Minimum. I take it from the bookshelf with the hallowed circumspection I’d devote to touching a Torah.
From cover to cover of this thick, coffee table and coffee-cup-soiled book, the architect/author John Pawson shows how diverse and ancient our taste for the simple, iterative, unadorned and streamlined actually is. A favorite of Pawson himself is the Romanesque abbey of Le Thonet in France. Sparse as a Hemingway verb. The stovetop espresso maker on our kitchen counter, ziggurat-shaped, begins in Mesopotamia, passes by Egypt, through the austerities of Le Thonet, the peeled-away unornamentation of post-war Italian design all the way to a nakedly simple house at 6 Club St in Asheville. 5000 years of simple.
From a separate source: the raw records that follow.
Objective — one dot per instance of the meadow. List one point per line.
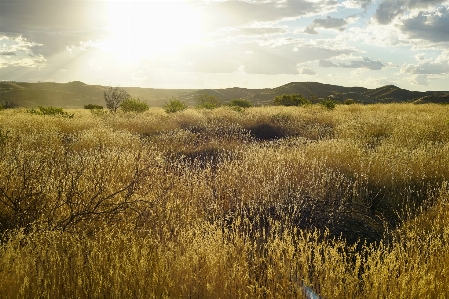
(352, 202)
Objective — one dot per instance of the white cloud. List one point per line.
(366, 63)
(389, 10)
(438, 66)
(419, 80)
(357, 3)
(306, 71)
(429, 26)
(328, 23)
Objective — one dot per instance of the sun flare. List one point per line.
(145, 29)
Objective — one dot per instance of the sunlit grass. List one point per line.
(351, 202)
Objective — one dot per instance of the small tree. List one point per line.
(134, 105)
(92, 106)
(242, 103)
(114, 97)
(174, 105)
(328, 103)
(290, 100)
(208, 102)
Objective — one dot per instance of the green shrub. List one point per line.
(92, 106)
(114, 97)
(349, 102)
(3, 136)
(242, 103)
(52, 111)
(206, 101)
(98, 112)
(174, 105)
(328, 103)
(134, 105)
(8, 105)
(290, 100)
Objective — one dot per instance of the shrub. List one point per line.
(328, 103)
(8, 105)
(206, 101)
(3, 136)
(349, 102)
(242, 103)
(92, 106)
(290, 100)
(134, 105)
(114, 97)
(52, 111)
(174, 105)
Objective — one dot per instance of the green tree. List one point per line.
(242, 103)
(114, 97)
(134, 105)
(290, 100)
(207, 101)
(328, 103)
(174, 105)
(92, 106)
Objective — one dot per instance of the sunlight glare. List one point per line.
(141, 29)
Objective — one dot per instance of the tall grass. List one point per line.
(257, 203)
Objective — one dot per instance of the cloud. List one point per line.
(221, 14)
(429, 26)
(438, 66)
(388, 10)
(419, 80)
(366, 63)
(328, 23)
(53, 24)
(275, 57)
(259, 31)
(357, 3)
(307, 71)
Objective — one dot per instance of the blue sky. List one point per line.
(219, 44)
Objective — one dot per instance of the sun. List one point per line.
(145, 29)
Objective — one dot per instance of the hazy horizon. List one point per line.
(196, 44)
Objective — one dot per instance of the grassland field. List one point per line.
(352, 202)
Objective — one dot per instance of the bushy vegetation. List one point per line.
(291, 100)
(114, 97)
(8, 105)
(134, 105)
(52, 111)
(351, 202)
(206, 101)
(242, 103)
(92, 106)
(328, 103)
(174, 105)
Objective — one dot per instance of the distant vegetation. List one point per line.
(291, 100)
(134, 105)
(52, 111)
(262, 202)
(92, 106)
(207, 101)
(114, 97)
(174, 105)
(77, 94)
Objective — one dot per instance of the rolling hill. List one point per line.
(77, 94)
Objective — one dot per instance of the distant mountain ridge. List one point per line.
(77, 94)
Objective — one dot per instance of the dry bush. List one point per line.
(351, 202)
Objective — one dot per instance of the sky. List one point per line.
(221, 43)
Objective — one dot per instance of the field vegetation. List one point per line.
(259, 202)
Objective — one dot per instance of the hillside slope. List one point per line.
(77, 94)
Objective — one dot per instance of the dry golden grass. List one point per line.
(352, 202)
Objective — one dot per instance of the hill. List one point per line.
(77, 94)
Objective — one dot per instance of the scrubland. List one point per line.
(351, 202)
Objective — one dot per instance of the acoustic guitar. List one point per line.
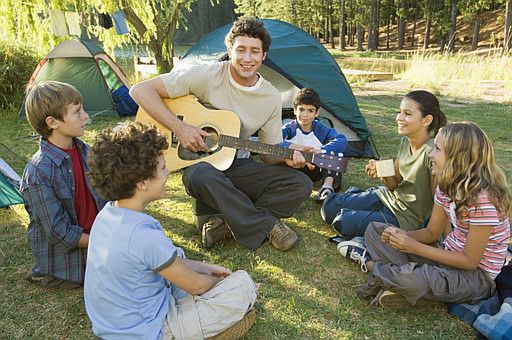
(223, 141)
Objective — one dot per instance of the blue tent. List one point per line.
(296, 60)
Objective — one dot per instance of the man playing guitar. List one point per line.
(251, 196)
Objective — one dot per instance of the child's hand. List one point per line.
(389, 231)
(371, 169)
(402, 242)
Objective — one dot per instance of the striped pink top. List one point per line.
(484, 214)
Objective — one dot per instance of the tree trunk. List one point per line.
(453, 26)
(371, 31)
(388, 24)
(442, 44)
(401, 24)
(476, 32)
(331, 26)
(426, 40)
(507, 43)
(376, 25)
(351, 30)
(428, 24)
(343, 19)
(360, 37)
(413, 33)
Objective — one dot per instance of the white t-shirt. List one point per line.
(125, 297)
(258, 106)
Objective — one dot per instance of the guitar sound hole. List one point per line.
(212, 141)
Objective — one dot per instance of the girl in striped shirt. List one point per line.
(472, 202)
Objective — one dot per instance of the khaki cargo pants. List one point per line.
(416, 278)
(206, 315)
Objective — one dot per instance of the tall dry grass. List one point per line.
(461, 75)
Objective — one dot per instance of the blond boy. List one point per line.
(57, 196)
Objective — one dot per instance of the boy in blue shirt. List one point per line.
(308, 132)
(57, 196)
(138, 284)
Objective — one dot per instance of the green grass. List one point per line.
(308, 292)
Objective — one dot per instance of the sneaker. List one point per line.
(215, 230)
(323, 192)
(282, 236)
(239, 329)
(355, 252)
(32, 276)
(391, 299)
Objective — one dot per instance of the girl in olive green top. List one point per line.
(405, 200)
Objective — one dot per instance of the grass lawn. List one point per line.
(308, 292)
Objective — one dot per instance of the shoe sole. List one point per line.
(239, 329)
(393, 300)
(288, 247)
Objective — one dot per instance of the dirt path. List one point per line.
(491, 91)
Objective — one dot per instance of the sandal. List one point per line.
(322, 194)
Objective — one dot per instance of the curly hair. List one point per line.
(123, 156)
(307, 96)
(470, 168)
(248, 27)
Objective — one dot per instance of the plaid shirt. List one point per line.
(47, 188)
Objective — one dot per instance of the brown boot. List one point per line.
(239, 329)
(215, 230)
(282, 236)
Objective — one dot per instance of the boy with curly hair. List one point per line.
(138, 284)
(55, 189)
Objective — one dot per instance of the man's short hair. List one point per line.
(248, 27)
(123, 156)
(307, 96)
(49, 99)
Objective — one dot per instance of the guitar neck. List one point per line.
(262, 148)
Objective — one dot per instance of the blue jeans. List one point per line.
(352, 211)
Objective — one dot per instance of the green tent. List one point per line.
(9, 194)
(87, 67)
(296, 60)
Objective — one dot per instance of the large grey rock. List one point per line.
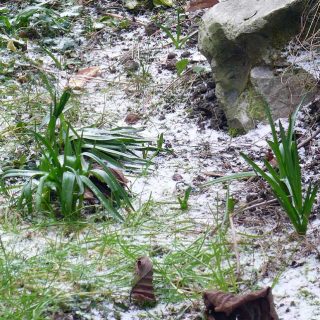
(236, 37)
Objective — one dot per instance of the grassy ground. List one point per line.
(53, 269)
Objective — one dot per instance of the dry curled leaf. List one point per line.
(257, 305)
(103, 187)
(78, 80)
(142, 290)
(194, 5)
(132, 118)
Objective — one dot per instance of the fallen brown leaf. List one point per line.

Good coffee to boot.
In America––as Lynne cautioned, three paragraphs of your favorite minimal things is hardly minimal––the Shakers, Johnny Cash, the IBM logo. In class I always showed the Apple logo next to Dürer’s Adam and Eve.
But I never saw, before inauguration eve, how deeply apt that austerity could be for both the evocation and consolation of grief. Like the simple crosses on soldiers’ graves in France and England (my uncle among them), or the names on the Viet Nam War Memorial, the flags and lanterns erected for the inauguration stood, in their serene and anonymous dignity, for the nearly half million souls we have lost. Thousands of uniform flags rustled in the wind like a dense, reverential crop, filling a large quadrant of the mall. Each flag identical, and identically spaced, yet blowing with its own unique music. Souls, so recently winded away.
Those who know my work know that I always point to light as my primary medium, whether it glows from within, or floats, rattles and ruptures over a surface. So to see hundreds of simple, cubic lanterns set along both sides of the reflecting pool, voicing forth their light as synonyms of all that was unsaid in that beautiful memorial rite—how f••• overdue!––brought Lynne and myself to tears. No tumult. Just the praying of silence, the pure, luminous, blood-pulse repeating of being.
One must mention the Lincoln Memorial itself. Yes, Neo-classical, but still so spare, so rhythmical, like the plowman beat of Lincoln’s own prose––yet another volume of that hushed, memorial poise. We all, I believe, were penning the word relief on the palms of our hands.
After last week’s column, a friend posted another Merton quote and I’ll wrap up with that: "To allow oneself to be carried away by a multitude of conflicting concerns, to surrender oneself to too many demands, to commit to too many projects, to want to help everyone in everything is to succumb to violence."
Minimum: a sublime quietude on a winter, Washington night, and also, it seems, a cautionary ethic for a crazy, delusional, down-the-snakes-and-up-the-the-ladders world.